Meaningfulness – a return on the effort invested. This could be through alignment of the organisational mission with personal values, but also incentives, mastery of a specialism, learning and growth.
Starting at the top
Lets be frank, creating Employee Engagement is not easy. Any intervention must have a sponsor with the capacity and courage to challenge the foundations of an organisation. It’s hard to see how this could be anything but the top team…. and here is why:
As a management team, you have a business plan (usually), and you hope that it will result in business performance. But to move from left to right, there are a bunch of people and processes involved, this is where engagement affects outcomes, and they need to be optimised. The senior team are the only people that can drive those changes.
Field of Engagement
The foundations for Engagement occur at an organisational level, through addressing the 3 areas of Purpose, Process and People:
Purpose – A clear, compelling and communicated organisational purpose. The aim is a purpose that resonates and is inherently understood by each individual, who has been able to interpret it to fit their world
Process – Everyone likes to be competent and feel a sense of achievement, not thwarted in their attempts to succeed. Business processes must be slick and efficient, free from bureaucracy, silos and politics.
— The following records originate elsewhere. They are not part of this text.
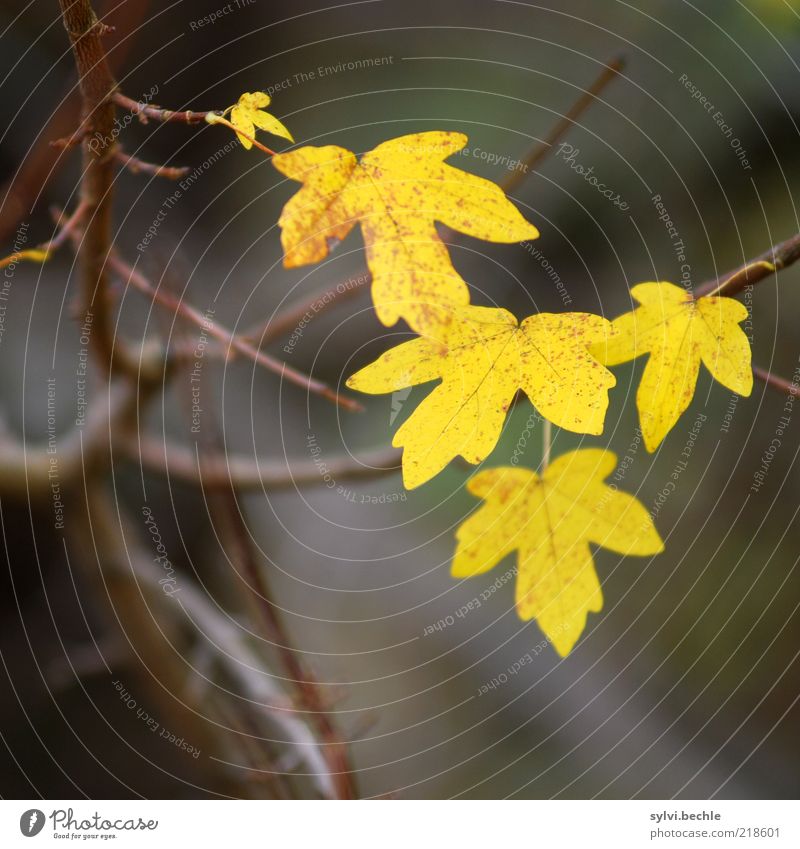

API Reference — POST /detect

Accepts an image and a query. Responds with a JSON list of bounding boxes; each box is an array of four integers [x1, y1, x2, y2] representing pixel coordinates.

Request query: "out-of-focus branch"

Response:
[[122, 524, 335, 798], [114, 148, 189, 180], [109, 254, 364, 412], [0, 200, 89, 268], [125, 437, 401, 490], [753, 365, 800, 397], [0, 374, 143, 501]]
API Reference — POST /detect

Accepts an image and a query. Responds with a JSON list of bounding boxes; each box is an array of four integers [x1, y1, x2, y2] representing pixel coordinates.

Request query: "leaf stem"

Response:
[[542, 418, 553, 471]]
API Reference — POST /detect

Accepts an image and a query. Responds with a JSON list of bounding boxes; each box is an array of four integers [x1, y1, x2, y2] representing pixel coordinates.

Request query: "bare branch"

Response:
[[109, 254, 364, 412], [114, 148, 189, 180], [125, 437, 401, 490], [694, 233, 800, 298]]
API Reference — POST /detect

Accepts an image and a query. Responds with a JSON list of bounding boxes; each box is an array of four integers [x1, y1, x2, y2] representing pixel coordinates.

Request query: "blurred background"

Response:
[[0, 0, 800, 798]]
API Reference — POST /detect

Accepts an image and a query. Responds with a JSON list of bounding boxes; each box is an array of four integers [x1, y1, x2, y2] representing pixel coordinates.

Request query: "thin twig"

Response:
[[500, 56, 625, 193], [694, 233, 800, 298], [753, 365, 800, 397], [114, 148, 189, 180], [109, 253, 364, 412], [126, 437, 401, 490], [0, 200, 89, 268], [111, 91, 216, 124], [242, 273, 370, 345]]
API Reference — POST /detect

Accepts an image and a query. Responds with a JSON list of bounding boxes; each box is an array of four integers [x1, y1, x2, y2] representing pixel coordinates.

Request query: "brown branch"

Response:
[[114, 148, 189, 180], [111, 91, 217, 124], [0, 0, 148, 240], [500, 56, 625, 193], [59, 0, 116, 371], [109, 254, 364, 412], [126, 437, 400, 490], [694, 233, 800, 298], [0, 200, 89, 268], [260, 56, 625, 342], [243, 273, 370, 345]]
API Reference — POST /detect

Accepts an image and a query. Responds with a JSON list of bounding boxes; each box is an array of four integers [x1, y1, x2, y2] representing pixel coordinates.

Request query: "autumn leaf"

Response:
[[0, 248, 50, 268], [272, 131, 539, 333], [347, 306, 616, 489], [452, 448, 664, 657], [593, 283, 753, 451], [231, 91, 294, 150]]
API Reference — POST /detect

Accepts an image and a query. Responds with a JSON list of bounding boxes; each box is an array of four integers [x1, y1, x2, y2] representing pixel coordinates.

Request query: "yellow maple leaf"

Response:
[[452, 448, 664, 657], [231, 91, 294, 150], [272, 131, 539, 333], [593, 282, 753, 451], [347, 306, 616, 489]]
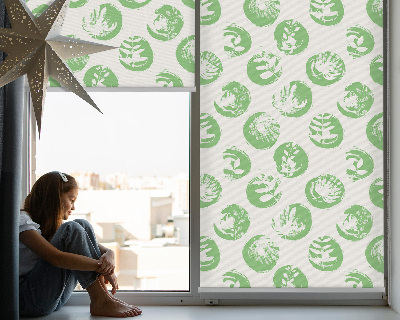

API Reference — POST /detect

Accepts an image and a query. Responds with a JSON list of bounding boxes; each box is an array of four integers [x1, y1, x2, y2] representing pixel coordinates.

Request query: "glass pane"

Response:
[[36, 92, 190, 291]]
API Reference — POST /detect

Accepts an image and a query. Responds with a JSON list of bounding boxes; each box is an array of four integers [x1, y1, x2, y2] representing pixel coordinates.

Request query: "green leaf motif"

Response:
[[176, 36, 195, 73], [83, 65, 118, 87], [246, 173, 282, 208], [223, 146, 251, 181], [310, 0, 344, 26], [346, 25, 375, 58], [243, 112, 280, 149], [272, 203, 312, 240], [214, 204, 250, 240], [345, 270, 374, 288], [200, 51, 223, 85], [200, 174, 222, 208], [273, 265, 308, 288], [274, 142, 308, 178], [147, 5, 183, 41], [242, 235, 279, 273], [200, 236, 221, 271], [346, 148, 374, 181], [337, 82, 374, 118], [308, 236, 343, 271], [306, 51, 346, 86], [247, 51, 282, 86], [366, 113, 383, 150], [274, 19, 310, 55], [336, 204, 372, 241], [365, 236, 385, 273], [200, 113, 221, 148], [272, 81, 312, 118], [82, 3, 122, 40], [224, 23, 251, 58], [243, 0, 280, 27], [200, 0, 221, 25], [369, 178, 385, 209], [367, 0, 383, 27], [222, 269, 251, 288], [305, 174, 345, 209], [119, 36, 154, 71], [309, 113, 343, 149], [214, 81, 251, 118]]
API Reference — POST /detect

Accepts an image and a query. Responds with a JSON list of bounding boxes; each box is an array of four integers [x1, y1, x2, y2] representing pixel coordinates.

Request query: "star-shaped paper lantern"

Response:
[[0, 0, 114, 134]]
People – ‘People’ policies and procedures need to offer a return on personal investment through fair management of performance and fair rewards – a flexible framework to apply to individuals.
Engaging Leaders
The organisational practices may be first class, but will go nowhere in creating actual engagement by themselves. That is down to their application by managers and leaders within the organisation. People are different. Different in what motivates us, how we feel valued, what we are good at. Line managers are the only people in a position to understand each employee’s unique needs, and therefore interpret organisational policies to generate actual engagement.
Actual Engagement
There are a further three factors affecting an individual’s ability to engage; Context, Role and the Individual.
Context – The surrounding team and micro-culture. Whether you have fun at work and whether those around you are supportive – an environment where individuals can be themselves without fear of damaging self-image, status, or career.
Role – Roles that are meaningful to individuals. In terms of the responsibilities matching their talent and preferences, and challenges matching ability. But also in terms of how they are executed – There needs to be sufficient autonomy so that individuals can find their own way of doing things, solve their own problems and implement their own ideas.
Individual – Time for another honest question – ‘Can every individual be engaged’? This area acknowledges that there are some aspects to engagement that you simply cannot affect.
To engage in a role, an individual must be personally available i.e. be physically, emotionally and psychologically able. There will inevitably be periods of fluctuation where tiredness, “the argument with the wife” and significant and tragic life events render us mentally unavailable for work, when there are simply bigger priorities in life. But Engagement is about the long haul, not a quick fix, accept it will never be perfect, but believe that we can improve things for the majority.
So what?
Any decent Employee Engagement survey will measure these criteria in one form or another. Engagement levels are as good as the weakest link – analysis will identify that, and the intervention to address it should be reasonably obvious – from management development, to getting rid of a painful IT system or rescuing the original mission from the dry corporate communication. When that effect has been felt, re-measure and repeat – simple!
In a nutshell…
So as we look back to the original question regarding flow – How can this be created across organisations? The answer is; when Engaging Leaders use Engagement friendly organisational policies to create a set of circumstances that move and mobilise each individual.